A busca por vida além da Terra acaba de ganhar uma ferramenta inédita. Pela primeira vez, astrônomos conseguiram detectar e estimar a intensidade do campo magnético de um exoplaneta — um dos elementos mais importantes para a habitabilidade de um mundo. A pesquisa, publicada na revista Science, contou com a participação de cientistas do Instituto de Astrofísica das Canárias (IAC) e do Instituto de Astrofísica da Andaluzia (IAA-CSIC). Embora a técnica ainda esteja limitada a casos específicos, ela inaugura um novo caminho para estudar planetas que possam abrigar vida.
Um exoplaneta revelou um sinal nunca observado

O protagonista da descoberta é o GJ 436 b, um exoplaneta com dimensões semelhantes às de Netuno que orbita muito próximo de sua estrela, a GJ 436, localizada a cerca de 33 anos-luz da Terra.
Os pesquisadores descobriram que o campo magnético do planeta interage diretamente com o da estrela. Durante os períodos de maior atividade magnética estelar, essa interação provoca pequenas variações no brilho e na energia emitida pela estrela em determinados comprimentos de onda.
Segundo Enric Pallé, pesquisador do Instituto de Astrofísica das Canárias e coautor do estudo, esse acoplamento entre os campos magnéticos permitiu, pela primeira vez, estimar a intensidade do campo magnético de um planeta fora do Sistema Solar.
Um fenômeno que aparece a cada oito anos
A equipe analisou 16 anos de observações espectroscópicas de alta resolução do sistema GJ 436 e identificou um padrão surpreendente.
O fenômeno foi registrado apenas em 2008, 2016 e 2024, sempre com intervalos de oito anos. Essa periodicidade coincide com o ciclo de atividade magnética da estrela, fortalecendo a hipótese de que as alterações observadas são provocadas pela interação com o planeta.
De acordo com Daniel Revilla, pesquisador do Instituto de Astrofísica da Andaluzia e líder do estudo, o GJ 436 b provoca mudanças regulares na atividade da estrela, deixando uma assinatura que pode ser detectada pelos telescópios.
Por que o campo magnético é tão importante para a vida

A presença de um campo magnético é considerada um dos fatores mais importantes para a habitabilidade de um planeta.
Na Terra, esse escudo invisível protege a atmosfera contra o vento solar, um fluxo contínuo de partículas carregadas emitidas pelo Sol. Sem essa proteção, a atmosfera poderia ser gradualmente erodida, comprometendo as condições necessárias para a existência de água líquida e, consequentemente, de vida.
Segundo Enric Pallé, foi justamente o campo magnético terrestre que permitiu ao planeta preservar sua atmosfera ao longo de bilhões de anos.

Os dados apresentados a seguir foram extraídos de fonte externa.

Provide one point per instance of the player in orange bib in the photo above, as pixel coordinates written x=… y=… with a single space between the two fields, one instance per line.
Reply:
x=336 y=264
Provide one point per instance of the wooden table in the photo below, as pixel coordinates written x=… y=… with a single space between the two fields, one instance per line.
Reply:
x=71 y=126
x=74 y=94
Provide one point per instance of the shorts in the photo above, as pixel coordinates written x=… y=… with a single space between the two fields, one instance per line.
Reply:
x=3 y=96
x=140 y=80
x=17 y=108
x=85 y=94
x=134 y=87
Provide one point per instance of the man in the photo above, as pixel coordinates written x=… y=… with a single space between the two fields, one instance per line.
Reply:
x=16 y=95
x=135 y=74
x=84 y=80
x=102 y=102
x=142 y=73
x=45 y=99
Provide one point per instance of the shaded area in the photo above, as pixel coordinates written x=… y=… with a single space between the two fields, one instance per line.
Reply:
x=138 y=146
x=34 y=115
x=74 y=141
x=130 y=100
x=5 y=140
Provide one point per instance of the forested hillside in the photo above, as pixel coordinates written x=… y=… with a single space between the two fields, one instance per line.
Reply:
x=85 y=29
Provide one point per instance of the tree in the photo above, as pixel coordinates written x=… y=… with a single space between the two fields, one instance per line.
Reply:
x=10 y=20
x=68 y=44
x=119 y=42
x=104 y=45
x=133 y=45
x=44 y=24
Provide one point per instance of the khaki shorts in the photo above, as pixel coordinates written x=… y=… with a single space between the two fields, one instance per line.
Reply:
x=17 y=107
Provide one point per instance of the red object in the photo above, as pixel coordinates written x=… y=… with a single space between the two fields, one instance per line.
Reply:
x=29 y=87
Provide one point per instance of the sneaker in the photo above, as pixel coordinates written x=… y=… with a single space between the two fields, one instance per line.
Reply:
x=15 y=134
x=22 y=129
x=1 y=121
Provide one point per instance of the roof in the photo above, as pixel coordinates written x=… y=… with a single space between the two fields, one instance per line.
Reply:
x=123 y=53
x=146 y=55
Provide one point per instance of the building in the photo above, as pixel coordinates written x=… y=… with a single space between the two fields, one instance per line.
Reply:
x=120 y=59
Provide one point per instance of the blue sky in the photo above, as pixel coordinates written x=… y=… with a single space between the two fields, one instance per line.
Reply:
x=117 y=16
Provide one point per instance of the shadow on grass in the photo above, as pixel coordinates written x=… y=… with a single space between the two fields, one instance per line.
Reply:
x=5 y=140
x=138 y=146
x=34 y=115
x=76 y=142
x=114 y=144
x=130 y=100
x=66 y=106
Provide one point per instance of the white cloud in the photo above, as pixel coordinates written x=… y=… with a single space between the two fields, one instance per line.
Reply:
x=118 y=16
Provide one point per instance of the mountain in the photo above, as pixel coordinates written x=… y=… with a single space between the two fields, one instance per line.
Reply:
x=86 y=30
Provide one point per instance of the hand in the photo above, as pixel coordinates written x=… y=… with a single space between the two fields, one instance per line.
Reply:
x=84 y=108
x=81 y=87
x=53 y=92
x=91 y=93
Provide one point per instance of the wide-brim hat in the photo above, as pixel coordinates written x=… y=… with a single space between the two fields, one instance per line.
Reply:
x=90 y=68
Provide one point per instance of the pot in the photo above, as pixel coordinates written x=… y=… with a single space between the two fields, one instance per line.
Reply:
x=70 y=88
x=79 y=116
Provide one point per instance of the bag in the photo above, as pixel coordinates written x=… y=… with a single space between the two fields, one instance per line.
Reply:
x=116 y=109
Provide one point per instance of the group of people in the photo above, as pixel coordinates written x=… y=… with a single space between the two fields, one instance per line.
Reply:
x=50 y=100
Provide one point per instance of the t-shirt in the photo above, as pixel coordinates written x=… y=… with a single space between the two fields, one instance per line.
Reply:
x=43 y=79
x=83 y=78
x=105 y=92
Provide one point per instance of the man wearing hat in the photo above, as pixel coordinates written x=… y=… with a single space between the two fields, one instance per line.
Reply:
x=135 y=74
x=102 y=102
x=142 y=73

Marte oferece um exemplo oposto. O planeta vermelho perdeu seu campo magnético global há bilhões de anos, processo que contribuiu para o desaparecimento de grande parte de sua atmosfera e da água que existia em sua superfície.
A relação entre estrelas e planetas é mais complexa do que se imaginava
Durante muito tempo, os astrônomos acreditaram que apenas as estrelas exerciam influência significativa sobre seus planetas, por meio da gravidade, da radiação e dos campos magnéticos.
O novo estudo mostra que essa relação pode ser mais dinâmica.
Segundo Rafael Luque, também pesquisador do Instituto de Astrofísica da Andaluzia, as observações fornecem a evidência mais convincente até hoje de que um planeta muito próximo de sua estrela também é capaz de modificar o ambiente estelar.
No caso do GJ 436 b, essa influência foi intensa o suficiente para produzir sinais detectáveis pelos instrumentos utilizados na pesquisa.
Um novo caminho para encontrar mundos habitáveis
Embora a técnica ainda dependa de equipamentos extremamente sensíveis e só tenha sido aplicada a um caso específico, os pesquisadores acreditam que ela poderá ser utilizada futuramente para estudar outros exoplanetas.
A possibilidade de detectar campos magnéticos à distância representa um avanço importante, já que esse é um dos principais indicadores da capacidade de um planeta preservar sua atmosfera por longos períodos.
Com telescópios cada vez mais poderosos e novas gerações de instrumentos, os cientistas esperam ampliar esse método para investigar mundos semelhantes à Terra.
Mais do que revelar um detalhe sobre um planeta distante, a descoberta demonstra que já é possível estudar características invisíveis de exoplanetas a dezenas de anos-luz de distância. E isso pode aproximar a astronomia de uma de suas maiores ambições: identificar, com mais precisão, quais mundos possuem as condições necessárias para abrigar vida.